After premiering on Broadway in 1987, the same year the two met, it was a production they both fell in love with.
“It’s something that has such a beautiful story, a great message, beautiful music and has stayed with us through our married life,” said John.
Some 36 years later, “Into the Woods” debuted earlier this month at the Long Island Children’s Museum in Garden City, except this time the Mezzos weren’t in the audience, but behind the curtain.
It was the first play under Mezzo Theatrical Productions, a venture between John and Cathryn, a Williston Park native, that has allowed them the creative freedom and a certain level of professionalism to explore their passion.
John, a Brooklyn native, has been a lifelong theatre junkie since he saw the musicals “Grease” and “Annie” on Broadway. Locally, John, with a number of regional credits, was a Herricks Players veteran and performed with the community group on and off since 1991.
Cathryn, the artistic director who designed and put together all sets and costumes (and even Milky White, the cow that is on stage as much as any actor), first got her start in theater as a teenager when she was invited to do set design for a community play. Her background also includes work with the Players, a career in graphic design and Mezzo Art + Design, where she works in more fine art, including painting, illustration and fiber art.
For the cast of 15, who also included John as the narrator, the premiere on Friday, Aug. 4, culminated nearly 2 1/2 months of work to get the show together.
“Doors opened at 7 p.m. for opening night and we were either sewing costumes or painting trees until 6:45,” Cathryn recalled jokingly. “It was no days off and 12-hour days leading up to it.”
Despite the fast-paced environment behind the scenes, the Mezzos said it would not have been possible without both the performers and friends that helped backstage.
Instead of a village, it takes a kingdom, John said, which is why they included their twist on the old adage on their playbill.
“We had a great cast that came prepared and it made a huge difference,” John said. “We also had a mix of friends and family that were a very big help.”
Producing and funding your own play can come with its own set of challenges and rewards, something the Mezzos thought they were prepared for but still had to overcome.
John said directing and producing came with its own complexity, ranging from the amount of administrative work to getting started to the play itself, lining up both dialogue and music so they can interact with each other at the right times.
“When you’re in charge you do have creative control,” John said. “But you also own every aspect and need to find a limit for what’s possible.”
After six shows over the first two weekends in August, seeing the finished product come to life was a different feeling altogether for the Mezzos.
“It was so overwhelmingly beautiful and visually it exceeded my expectations,” John said. “It was great to see how our community of friends and family came together.”
Moving forward, Mezzo Theatrical is planning on what to do next in terms of either a smaller play, another musical or holding acting classes between shows, John said.
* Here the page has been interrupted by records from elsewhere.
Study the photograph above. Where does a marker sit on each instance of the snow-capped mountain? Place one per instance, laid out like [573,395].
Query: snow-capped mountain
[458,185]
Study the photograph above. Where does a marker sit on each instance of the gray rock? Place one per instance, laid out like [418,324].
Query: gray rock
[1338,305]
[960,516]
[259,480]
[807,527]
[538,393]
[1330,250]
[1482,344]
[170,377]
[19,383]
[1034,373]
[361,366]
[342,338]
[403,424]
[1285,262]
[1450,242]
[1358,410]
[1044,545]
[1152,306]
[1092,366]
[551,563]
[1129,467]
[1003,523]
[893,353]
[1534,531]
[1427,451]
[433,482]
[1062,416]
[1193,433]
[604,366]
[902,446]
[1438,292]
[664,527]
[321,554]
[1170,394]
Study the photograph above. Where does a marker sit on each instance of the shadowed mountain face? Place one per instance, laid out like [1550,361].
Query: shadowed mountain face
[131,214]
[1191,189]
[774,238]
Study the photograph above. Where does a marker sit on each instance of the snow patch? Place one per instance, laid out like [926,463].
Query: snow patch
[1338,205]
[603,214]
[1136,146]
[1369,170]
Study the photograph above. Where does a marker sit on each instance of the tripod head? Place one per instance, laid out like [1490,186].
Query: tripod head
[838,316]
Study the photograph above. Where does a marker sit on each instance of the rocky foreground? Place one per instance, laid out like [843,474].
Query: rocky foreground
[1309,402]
Cathryn added she hopes Mezzo Theatrical could provide more opportunities for interested young adults to take part in the arts.
“It’s a great learning experience for anyone involved,” Cathryn said.
Another focus would be finding a more local home in the immediate area.
“There’s nothing scheduled officially, but there will be something in the future and we are figuring out what that will look like,” John said. “There will be a presence of our company in the community.”
For now, the Mezzos are looking toward their next production, set to premiere soon.